Just as our Government was painted into a corner on that infamous September night five years ago, the Cypriot government is struggling in an unequal battle of power politics. At that moment, when we lost our economic independence, there was a lot of talk about how unequal the power relationship was. How then must the ordinary Cypriot feel? After all, the population of greater Dublin is approaching double that of Cyprus — something around 1,804,156 as against 1,116,564. There are nearly 82m Germans.

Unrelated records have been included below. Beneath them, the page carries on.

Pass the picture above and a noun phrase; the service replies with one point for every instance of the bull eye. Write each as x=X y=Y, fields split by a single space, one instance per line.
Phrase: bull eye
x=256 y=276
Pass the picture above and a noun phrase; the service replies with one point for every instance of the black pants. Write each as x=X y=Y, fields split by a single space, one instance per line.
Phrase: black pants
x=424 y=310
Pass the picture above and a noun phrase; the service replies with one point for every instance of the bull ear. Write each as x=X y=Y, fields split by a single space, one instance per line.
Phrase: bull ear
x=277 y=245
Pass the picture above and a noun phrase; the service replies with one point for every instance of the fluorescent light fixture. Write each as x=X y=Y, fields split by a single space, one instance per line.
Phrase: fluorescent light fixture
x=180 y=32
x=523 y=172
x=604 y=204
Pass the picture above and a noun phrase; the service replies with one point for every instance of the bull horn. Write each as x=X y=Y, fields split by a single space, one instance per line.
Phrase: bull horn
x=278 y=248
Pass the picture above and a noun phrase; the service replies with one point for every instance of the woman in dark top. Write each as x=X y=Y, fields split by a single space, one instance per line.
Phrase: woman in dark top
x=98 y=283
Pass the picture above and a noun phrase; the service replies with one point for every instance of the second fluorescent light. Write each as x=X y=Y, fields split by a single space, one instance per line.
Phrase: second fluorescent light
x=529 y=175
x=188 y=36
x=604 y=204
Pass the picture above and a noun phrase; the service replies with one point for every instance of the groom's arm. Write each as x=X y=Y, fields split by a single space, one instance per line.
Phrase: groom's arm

So, how can the people of Cyprus, represented by a democratically elected government, get to a point where some sort of stability is restored to their economy, some sort of sanity to their affairs? They have been rebuffed by Russia, a central player in the tragedy because of multibillion-euro Russian deposits in Cypriot banks. They have been told by an increasingly impatient and hard-nosed EU that they — a population of just 1,116,564 remember — must find €6bn by Monday as their contribution to saving their banks.
Even at this juncture, hours away from the Monday deadline, it would require exceptional crystal ball gazing skills to predict what will happen, but the overriding sense and hope must be that a deal can be reached without imposing Draconian terms on Cyprus — or on the taxpayers of wider Europe who must foot the bill.
If Cyprus is the scene for the latest episode in a recurring and destructive drama then the recurring theme is the chaos that can be caused by unethical, unfettered banks constrained by little more than light-touch regulation.
Five years after the collapse of Bear Stearns in America, five years after our banks collapsed, what has changed to prevent a recurrence? What has happened to show that entities as powerful as the EU or America can control transnational banks and protect ordinary Cypriots and ordinary citizens everywhere from the very worst excesses of capitalism? Or is it the frightening reality that they are beyond control?